You – Seconda stagione (2019): Recensione
You, recensione della seconda stagione della Serie TV Netflix basata sull’omonimo romanzo di Caroline Kepnes. Distribuita in Italia a partire dal 26 dicembre 2019
VOTO MALATI DI CINEMA (7 / 10)
La seconda stagione di You riprende a raccontare i fatti immediatamente successivi alla fine della prima. La serie inizia con Joe che viene sorpreso dalla sua ex presumibilmente morta, Candace, la quale gli promette “vendetta”. Pertanto Joe temendo tutto ciò che potrebbe conseguire, che si potrebbe definire a tutti gli effetti un tentato omicidio (senza tralasciare la lunghissima serie di azioni sanguinose compiute da Joe), decide di scappare in un luogo lontano e che odia di più sulla faccia della Terra: Los Angeles. Nella nuova città, Joe ruba l’identità di Will e si trasforma appunto in un’altra persona. Tuttavia non perde il vizietto dello stalking e si “innamora” della bella Love, la quale a differenza della sua ex Beck sembra ricambiare i suoi sentimenti. Il canovaccio del film sembra ripetere la trama del precedente, il finale della serie, risultando abbastanza scontato e banale.
PARERI
Ho visto la serie in due trance, poiché dopo i primi 3 episodi mi sembrava tutto scontato e come se fosse ad un livello inferiore rispetto alla prima serie. Dopo ho deciso di continuare nella visione ed ho trovato anche qualcosa di buono. Le pecche e le criticità sono molteplici: lo snodo concettuale è la brutta copia della Stagione Uno, inoltre anche la struttura narrativa sembra essere un cerchio, un “loop”, un circolo vizioso (a differenza della prima stagione in cui vi era un’escalation degli eventi). Tuttavia l’aspetto che ho apprezzato è che comunque diverte e dopo le prime puntate si lascia vedere, è come se in un qualche modo (a me sconosciuto) comunque ti tiene incollato alla visione). Forse questo tenerti incollato alla visione è l’eredità della stagione precedente il cui tema principale era il concetto di dipendenza. Tutti i personaggi dipendevano da qualcosa o qualcuno, esistevano in funzione di qualcosa o qualcuno.

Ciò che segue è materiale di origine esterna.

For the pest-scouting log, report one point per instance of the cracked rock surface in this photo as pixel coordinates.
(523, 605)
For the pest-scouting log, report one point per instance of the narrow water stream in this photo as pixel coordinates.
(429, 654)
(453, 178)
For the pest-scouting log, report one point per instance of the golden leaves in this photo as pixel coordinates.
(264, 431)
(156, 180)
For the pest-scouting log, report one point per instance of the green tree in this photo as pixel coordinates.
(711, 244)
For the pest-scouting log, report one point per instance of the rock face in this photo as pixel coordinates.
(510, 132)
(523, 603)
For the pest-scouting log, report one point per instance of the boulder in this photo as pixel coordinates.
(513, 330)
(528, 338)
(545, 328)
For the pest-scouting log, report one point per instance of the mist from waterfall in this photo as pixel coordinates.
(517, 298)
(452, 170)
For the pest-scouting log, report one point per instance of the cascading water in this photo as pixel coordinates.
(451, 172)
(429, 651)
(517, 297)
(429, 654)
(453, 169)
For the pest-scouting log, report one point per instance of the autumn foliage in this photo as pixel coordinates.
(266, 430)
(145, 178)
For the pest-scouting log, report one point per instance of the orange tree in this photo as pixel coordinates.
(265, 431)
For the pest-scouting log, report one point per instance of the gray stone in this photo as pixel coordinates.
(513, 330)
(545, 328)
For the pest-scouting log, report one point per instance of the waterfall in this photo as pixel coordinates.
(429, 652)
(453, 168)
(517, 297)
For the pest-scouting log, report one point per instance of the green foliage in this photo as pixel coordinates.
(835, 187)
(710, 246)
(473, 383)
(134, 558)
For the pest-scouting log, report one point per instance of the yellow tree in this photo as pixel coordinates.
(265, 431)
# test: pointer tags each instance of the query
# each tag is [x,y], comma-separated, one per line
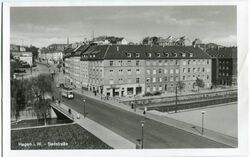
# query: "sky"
[42,26]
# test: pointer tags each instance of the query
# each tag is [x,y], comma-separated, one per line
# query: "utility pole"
[176,98]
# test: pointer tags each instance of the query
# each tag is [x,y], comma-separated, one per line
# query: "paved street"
[156,135]
[220,118]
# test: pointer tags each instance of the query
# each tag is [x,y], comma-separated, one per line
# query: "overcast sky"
[41,26]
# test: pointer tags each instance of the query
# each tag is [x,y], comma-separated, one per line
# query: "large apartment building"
[123,70]
[224,65]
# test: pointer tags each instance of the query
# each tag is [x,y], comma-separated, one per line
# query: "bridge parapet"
[59,109]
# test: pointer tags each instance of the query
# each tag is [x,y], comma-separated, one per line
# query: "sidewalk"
[210,134]
[112,139]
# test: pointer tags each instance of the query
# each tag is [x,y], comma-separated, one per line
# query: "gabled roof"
[225,52]
[98,52]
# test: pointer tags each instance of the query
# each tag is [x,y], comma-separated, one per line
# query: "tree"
[44,84]
[180,85]
[199,83]
[34,51]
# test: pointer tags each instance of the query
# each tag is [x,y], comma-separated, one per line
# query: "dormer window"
[175,54]
[137,55]
[128,54]
[158,54]
[149,54]
[166,54]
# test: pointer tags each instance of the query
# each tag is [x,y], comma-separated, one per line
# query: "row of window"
[157,54]
[121,81]
[129,72]
[121,63]
[176,71]
[175,78]
[222,67]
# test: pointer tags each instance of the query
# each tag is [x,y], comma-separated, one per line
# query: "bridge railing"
[62,110]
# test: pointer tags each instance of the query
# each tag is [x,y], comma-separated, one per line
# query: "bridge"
[61,113]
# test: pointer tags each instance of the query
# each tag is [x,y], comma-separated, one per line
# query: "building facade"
[23,56]
[128,70]
[224,65]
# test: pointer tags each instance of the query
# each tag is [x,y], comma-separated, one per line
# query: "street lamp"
[142,134]
[84,114]
[202,123]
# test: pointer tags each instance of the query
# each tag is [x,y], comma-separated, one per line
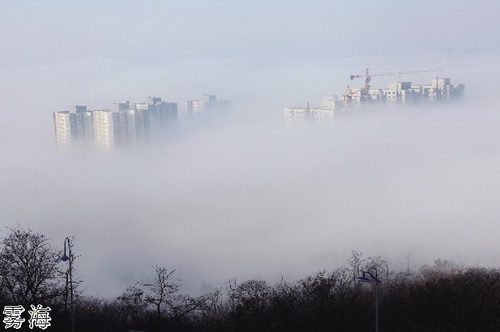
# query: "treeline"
[442,297]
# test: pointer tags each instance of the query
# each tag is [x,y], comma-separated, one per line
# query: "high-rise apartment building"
[73,125]
[123,125]
[209,107]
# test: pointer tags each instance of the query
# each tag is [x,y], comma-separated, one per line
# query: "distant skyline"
[249,198]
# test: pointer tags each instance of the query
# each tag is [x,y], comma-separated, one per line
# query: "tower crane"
[368,77]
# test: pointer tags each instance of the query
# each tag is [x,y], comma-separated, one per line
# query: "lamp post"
[364,278]
[69,284]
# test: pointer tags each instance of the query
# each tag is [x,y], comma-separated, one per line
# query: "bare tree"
[161,289]
[28,267]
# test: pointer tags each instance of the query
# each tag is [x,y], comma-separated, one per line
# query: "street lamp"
[69,283]
[364,278]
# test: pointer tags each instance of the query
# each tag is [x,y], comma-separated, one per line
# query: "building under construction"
[439,90]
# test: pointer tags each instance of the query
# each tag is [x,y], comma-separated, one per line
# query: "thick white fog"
[248,196]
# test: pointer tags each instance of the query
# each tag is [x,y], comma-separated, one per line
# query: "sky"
[249,197]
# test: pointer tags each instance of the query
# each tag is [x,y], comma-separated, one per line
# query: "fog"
[248,196]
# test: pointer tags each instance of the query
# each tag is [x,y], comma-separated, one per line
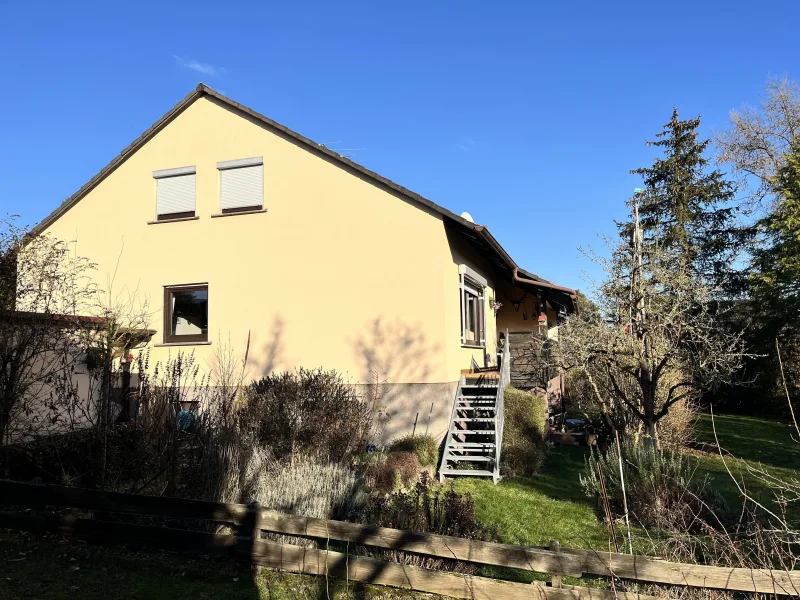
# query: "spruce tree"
[775,282]
[688,210]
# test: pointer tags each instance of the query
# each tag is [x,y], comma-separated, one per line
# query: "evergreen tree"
[687,210]
[775,282]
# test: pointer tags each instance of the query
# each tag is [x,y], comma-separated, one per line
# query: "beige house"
[231,225]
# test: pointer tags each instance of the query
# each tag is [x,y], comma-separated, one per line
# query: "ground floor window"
[473,314]
[186,313]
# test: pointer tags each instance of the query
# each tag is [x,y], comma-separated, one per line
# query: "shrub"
[430,508]
[399,470]
[304,487]
[660,487]
[308,413]
[523,433]
[424,446]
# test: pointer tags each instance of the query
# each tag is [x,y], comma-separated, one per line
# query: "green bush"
[524,435]
[400,470]
[661,487]
[430,508]
[424,446]
[308,412]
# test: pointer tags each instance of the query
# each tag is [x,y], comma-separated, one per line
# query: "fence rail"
[250,521]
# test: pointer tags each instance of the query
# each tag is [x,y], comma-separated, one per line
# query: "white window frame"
[256,161]
[179,172]
[471,283]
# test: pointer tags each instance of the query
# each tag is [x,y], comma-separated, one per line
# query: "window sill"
[195,218]
[255,211]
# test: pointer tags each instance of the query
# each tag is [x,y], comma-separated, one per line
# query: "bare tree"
[660,340]
[759,138]
[42,328]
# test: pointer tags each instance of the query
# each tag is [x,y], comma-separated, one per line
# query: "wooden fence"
[247,544]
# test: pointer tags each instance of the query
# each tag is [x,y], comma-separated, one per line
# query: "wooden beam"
[487,553]
[649,569]
[572,562]
[311,561]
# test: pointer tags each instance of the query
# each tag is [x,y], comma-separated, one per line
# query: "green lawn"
[529,511]
[757,444]
[533,511]
[550,506]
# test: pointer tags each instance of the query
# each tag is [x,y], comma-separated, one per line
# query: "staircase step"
[473,431]
[469,445]
[468,472]
[470,458]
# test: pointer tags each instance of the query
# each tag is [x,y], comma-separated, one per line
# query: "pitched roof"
[477,232]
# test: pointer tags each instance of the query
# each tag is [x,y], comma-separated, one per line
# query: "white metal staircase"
[475,438]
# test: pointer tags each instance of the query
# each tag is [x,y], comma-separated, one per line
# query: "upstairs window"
[241,185]
[175,193]
[473,313]
[186,313]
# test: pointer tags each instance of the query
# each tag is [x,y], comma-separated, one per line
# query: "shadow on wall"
[397,361]
[270,355]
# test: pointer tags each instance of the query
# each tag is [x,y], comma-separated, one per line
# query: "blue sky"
[529,115]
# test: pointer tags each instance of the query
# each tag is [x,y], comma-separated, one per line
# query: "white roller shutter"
[241,184]
[175,192]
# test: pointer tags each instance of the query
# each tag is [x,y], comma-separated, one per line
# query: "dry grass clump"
[400,470]
[524,433]
[425,447]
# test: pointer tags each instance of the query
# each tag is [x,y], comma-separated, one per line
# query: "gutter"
[515,277]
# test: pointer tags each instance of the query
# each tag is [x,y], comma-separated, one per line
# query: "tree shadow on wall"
[397,357]
[270,356]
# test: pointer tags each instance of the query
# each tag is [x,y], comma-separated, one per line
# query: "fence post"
[555,580]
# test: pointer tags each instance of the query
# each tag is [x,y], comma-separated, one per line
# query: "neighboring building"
[232,225]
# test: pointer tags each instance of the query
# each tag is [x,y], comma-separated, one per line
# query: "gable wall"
[338,273]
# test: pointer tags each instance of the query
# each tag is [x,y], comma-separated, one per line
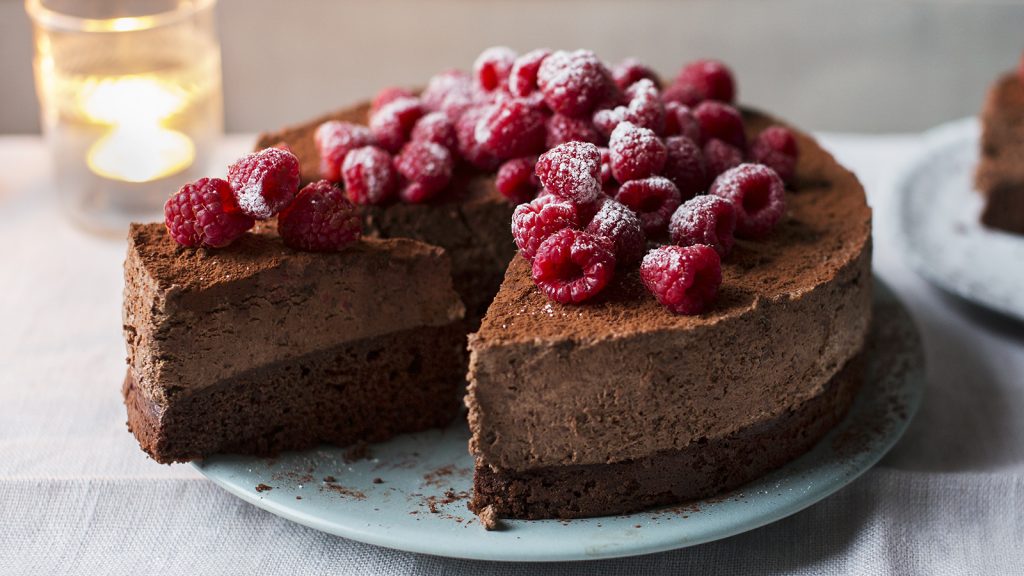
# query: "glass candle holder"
[131,103]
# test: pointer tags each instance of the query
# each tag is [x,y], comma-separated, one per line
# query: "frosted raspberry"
[636,153]
[572,171]
[264,181]
[720,157]
[394,121]
[571,266]
[369,176]
[435,127]
[516,179]
[684,165]
[776,148]
[532,222]
[684,279]
[711,80]
[759,196]
[622,228]
[561,129]
[705,219]
[493,67]
[334,140]
[321,219]
[630,71]
[573,83]
[522,79]
[204,213]
[721,121]
[511,128]
[426,168]
[653,199]
[388,95]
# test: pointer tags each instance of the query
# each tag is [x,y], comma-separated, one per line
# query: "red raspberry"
[711,80]
[571,170]
[776,148]
[427,169]
[721,121]
[684,279]
[636,153]
[679,120]
[511,128]
[571,266]
[758,195]
[388,95]
[720,157]
[394,121]
[684,165]
[334,140]
[573,83]
[369,176]
[204,212]
[705,219]
[493,67]
[561,129]
[630,71]
[522,79]
[653,199]
[321,219]
[264,181]
[516,179]
[621,227]
[534,221]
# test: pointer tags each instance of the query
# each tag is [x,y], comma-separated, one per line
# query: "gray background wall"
[827,65]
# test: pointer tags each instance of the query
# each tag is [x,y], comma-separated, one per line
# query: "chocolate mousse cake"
[1000,170]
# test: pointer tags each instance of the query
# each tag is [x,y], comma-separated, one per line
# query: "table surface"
[78,496]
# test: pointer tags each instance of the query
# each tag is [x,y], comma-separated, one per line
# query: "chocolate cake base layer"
[368,391]
[705,468]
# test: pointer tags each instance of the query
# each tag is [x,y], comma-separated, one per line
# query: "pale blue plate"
[419,503]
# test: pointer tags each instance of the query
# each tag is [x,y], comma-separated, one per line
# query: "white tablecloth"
[77,495]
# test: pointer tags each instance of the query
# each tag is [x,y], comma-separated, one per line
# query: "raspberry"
[684,165]
[369,176]
[561,129]
[511,128]
[264,181]
[720,157]
[493,67]
[516,179]
[393,122]
[571,170]
[776,148]
[758,195]
[522,78]
[705,219]
[721,121]
[427,169]
[388,95]
[571,266]
[204,212]
[532,222]
[653,199]
[636,153]
[684,279]
[321,219]
[573,83]
[334,140]
[622,228]
[630,71]
[679,120]
[711,80]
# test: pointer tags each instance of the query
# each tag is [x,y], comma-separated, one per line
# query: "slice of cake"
[1000,170]
[257,347]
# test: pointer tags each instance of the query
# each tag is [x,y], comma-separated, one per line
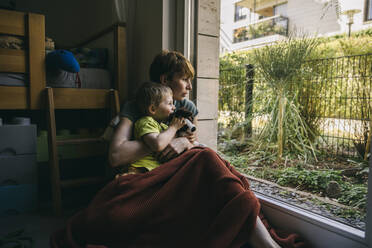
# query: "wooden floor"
[41,223]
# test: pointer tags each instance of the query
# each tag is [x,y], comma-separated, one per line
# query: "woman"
[196,199]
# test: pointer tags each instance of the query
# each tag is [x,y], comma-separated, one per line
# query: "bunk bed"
[31,62]
[35,95]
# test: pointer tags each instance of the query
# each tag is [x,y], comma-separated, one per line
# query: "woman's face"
[180,85]
[165,108]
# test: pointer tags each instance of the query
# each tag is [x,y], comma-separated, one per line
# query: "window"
[240,13]
[368,15]
[281,9]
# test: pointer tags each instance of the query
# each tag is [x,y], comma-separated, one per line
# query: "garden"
[295,117]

Nella seconda stagione il motore narrativo è il concetto di trauma. La frase che rappresenta lo sviluppo narrativo è la seguente:
“Trauma chiama Trauma”
Tutti protagonisti della di questa stagione hanno vissuto-subito uno o più traumi e nelle loro azioni e come se ricercassero continuamente quell’esperienza, appunto il trauma chiama trauma. Una persona traumatizzata tende a ripetere, anziché evitare l’episodio traumatico, ciò che lo ha traumatizzato. Questo concetto in psicologia è definito coazione a ripetere, e rappresenta appunto il tentativo mal riuscito di mettersi nuovamente in una situazione traumatica sperando di ottenere un risultato differente, ma avviene proprio il contrario, cioè il trauma non chiama soltanto trauma ma genera ulteriore trauma.
Lo sviluppo circolare dell’evoluzione narrativa descrive in maniera adeguata il circolo vizioso che si crea (Trauma chiama Trauma e Trauma genera Trauma). I protagonisti sono sia vittime che carnefici in un gioco di ruolo in cui le identità individuali si confondono l’una nell’altra. Infatti a differenza della prima serie in cui il carnefice era l’uomo e la vittima la donna, nella seconda stagione non esiste questa differenza di genere, sia gli uomini che le donne possono essere carnefici e vittime allo stesso tempo.
La descrizione narrativa del trauma dei personaggi, i quali sono portatori di un trauma subito e generatori di altro trauma, tendono a traumatizzare l’altro. Infatti risulta curioso anche il gioco di parole trama-trauma, come se etimologicamente la trama avesse la stessa radice del trauma.
Per concludere, la seconda serie ha comunque degli spunti interessanti, ma rispetto alla prima delude poiché risulta tutto un po’ scontato, anche se il finale “sarebbe a sorpresa”.